If shoppers spend more than the £45 contactless limit, the card machine is cleaned before they tap in their PIN and sanitised again immediately afterwards. Their basket handle is disinfected too, before being used by the next customer.
Keith and Carol have opted to wear visors rather than face coverings because, as Keith points out, “we’re very much aware that if somebody is hard of hearing and needs to lip-read, they can’t do so if you’re wearing a mask.”
His rigorous approach to ensuring La Cookshop meets COVID-secure guidelines has not gone unnoticed by customers.
“We’re taking the health and safety measures very seriously and today we were paid a compliment by a customer who thought we had done extremely well. She said we are the best place she’s been to compared with supermarkets and so on. We are pulling out all the stops. Well, you’ve got to, haven’t you?”
So, has he observed a change in shoppers’ behaviour in coronavirus times? “When it comes to browsing, I’ve noticed that customers are less ‘touchy-feely’,” he says. “A lot of them seem to look and consider, whereas before they would pick something up and put it down a couple of times.”
Meanwhile, La Cookshop’s online sales have increased by 100% since lockdown. “It took a few weeks to be fair,” Keith says. “It wasn’t so good at the start of April. Perhaps people thought ‘this lockdown is only going to be two weeks and then we’ll be out’. So they weren’t buying online to begin with. But then there was the stark realisation that lockdown was going to go on for longer, so they thought: ‘We’d better do something.’ May was definitely the best month out of the past three months of March, April and May.”
He notes that his courier service delivery driver has remarked that total daily parcel workloads are currently so heavy that “it’s like Black Friday and the two days before Christmas – combined”.
Keith predicts that the bricks-and-mortar side of his business will get busier when the official non-essential retail opening day arrives on June 15. “I think a lot more people will come out then, partly because clothing shops are going to be open,” he says. But, he warns: “It is going to be a very, very difficult second half for retail. I’m quite confident that we will survive because we are a ‘destination’ place, so we will be okay. But it’s what the level of impact will be everywhere else and what level of unemployment we end up with… Let’s just see what happens. But I fear the high street will be a bloodbath.”
On a more positive note, Keith has been keeping in touch on a very regular basis with his staff through apps. “WhatsApp has been a boon,” he says. “We decided to set up a WhatsApp group on day two of lockdown and it’s been great, because it keeps people involved and we have a laugh. We use it almost every day.”
He also hosts Zoom meetings with his employees.
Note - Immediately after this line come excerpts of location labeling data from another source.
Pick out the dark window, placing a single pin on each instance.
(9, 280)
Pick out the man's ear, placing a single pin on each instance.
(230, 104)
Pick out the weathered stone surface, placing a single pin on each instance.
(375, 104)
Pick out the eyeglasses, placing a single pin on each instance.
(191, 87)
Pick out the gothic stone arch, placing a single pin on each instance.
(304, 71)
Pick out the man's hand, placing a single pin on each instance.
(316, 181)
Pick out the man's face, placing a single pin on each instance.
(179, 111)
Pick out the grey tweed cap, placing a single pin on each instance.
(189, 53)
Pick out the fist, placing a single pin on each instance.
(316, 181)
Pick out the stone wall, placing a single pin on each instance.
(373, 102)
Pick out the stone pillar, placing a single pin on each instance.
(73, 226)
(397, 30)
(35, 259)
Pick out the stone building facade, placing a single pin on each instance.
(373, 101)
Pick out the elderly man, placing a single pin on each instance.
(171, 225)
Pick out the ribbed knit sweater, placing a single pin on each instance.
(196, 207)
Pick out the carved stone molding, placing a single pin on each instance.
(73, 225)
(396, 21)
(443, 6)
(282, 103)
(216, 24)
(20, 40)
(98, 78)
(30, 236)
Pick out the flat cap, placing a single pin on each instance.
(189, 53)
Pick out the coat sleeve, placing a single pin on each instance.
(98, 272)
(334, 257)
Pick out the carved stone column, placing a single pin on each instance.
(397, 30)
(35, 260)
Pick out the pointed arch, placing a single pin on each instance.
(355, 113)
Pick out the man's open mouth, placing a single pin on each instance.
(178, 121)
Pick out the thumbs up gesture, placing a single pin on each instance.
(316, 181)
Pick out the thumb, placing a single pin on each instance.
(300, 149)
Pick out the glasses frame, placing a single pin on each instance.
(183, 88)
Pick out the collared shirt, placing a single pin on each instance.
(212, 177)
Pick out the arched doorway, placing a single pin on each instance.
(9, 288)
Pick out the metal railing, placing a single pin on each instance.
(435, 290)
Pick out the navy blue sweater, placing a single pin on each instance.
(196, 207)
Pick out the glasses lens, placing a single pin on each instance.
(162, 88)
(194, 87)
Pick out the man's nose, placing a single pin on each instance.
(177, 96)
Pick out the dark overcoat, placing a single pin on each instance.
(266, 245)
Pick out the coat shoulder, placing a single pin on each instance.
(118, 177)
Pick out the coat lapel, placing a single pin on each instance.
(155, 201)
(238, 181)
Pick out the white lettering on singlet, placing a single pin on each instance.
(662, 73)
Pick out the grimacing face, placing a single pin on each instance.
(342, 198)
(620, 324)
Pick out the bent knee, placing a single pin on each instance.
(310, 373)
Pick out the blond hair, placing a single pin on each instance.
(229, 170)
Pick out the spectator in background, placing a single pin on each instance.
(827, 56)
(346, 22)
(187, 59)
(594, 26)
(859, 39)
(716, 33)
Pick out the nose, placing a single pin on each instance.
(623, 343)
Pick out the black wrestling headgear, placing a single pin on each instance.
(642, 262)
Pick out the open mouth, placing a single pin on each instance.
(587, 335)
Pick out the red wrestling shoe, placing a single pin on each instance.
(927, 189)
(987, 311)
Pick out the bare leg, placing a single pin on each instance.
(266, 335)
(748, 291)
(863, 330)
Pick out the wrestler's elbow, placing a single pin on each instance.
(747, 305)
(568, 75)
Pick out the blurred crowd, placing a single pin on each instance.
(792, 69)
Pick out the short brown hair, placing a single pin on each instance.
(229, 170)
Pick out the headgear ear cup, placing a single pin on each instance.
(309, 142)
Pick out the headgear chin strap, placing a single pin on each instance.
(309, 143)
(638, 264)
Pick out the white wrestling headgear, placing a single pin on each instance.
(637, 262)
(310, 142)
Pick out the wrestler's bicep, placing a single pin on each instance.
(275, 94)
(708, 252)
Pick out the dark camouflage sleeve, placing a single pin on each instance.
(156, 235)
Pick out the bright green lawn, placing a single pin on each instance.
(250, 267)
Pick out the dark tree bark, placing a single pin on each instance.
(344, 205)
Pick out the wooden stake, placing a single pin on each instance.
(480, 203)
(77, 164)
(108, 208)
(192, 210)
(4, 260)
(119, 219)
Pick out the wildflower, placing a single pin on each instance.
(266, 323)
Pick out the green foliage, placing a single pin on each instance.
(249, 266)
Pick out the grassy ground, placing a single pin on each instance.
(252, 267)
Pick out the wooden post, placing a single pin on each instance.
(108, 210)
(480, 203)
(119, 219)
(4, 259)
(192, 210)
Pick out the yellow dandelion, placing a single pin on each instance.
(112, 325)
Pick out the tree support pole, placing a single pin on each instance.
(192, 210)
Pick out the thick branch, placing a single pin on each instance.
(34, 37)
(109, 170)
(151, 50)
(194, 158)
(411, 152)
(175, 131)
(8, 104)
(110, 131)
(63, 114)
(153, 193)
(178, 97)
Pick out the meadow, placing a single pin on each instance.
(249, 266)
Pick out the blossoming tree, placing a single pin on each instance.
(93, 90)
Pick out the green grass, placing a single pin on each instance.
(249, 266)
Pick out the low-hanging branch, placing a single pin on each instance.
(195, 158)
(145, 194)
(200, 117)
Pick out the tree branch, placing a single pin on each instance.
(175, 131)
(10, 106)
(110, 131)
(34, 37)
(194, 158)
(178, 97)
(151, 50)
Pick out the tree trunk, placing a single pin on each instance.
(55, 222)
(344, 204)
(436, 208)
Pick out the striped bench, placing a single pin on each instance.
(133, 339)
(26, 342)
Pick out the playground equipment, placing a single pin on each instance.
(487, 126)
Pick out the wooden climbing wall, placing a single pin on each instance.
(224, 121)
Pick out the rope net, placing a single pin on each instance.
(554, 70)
Three staff have celebrated their birthdays since lockdown “so we held Zoom birthday parties and had an afternoon tea party for VE Day. We all got dressed up and waved our Union Jacks! It just makes everybody feel like they’re a team.”
And if any of his housebound staff need essentials, he is happy to drop goods off at the end of their drives. “In times like these, it’s what you do,” he says.
Keith also has a pleasant surprise lined up for his employees when they eventually return to work. In the early days of lockdown, he used the unexpected break to redecorate the shop’s interior and fixtures. He has also repainted the staff room and even hung pictures on the walls. “We’ve transformed the place!” he smiles.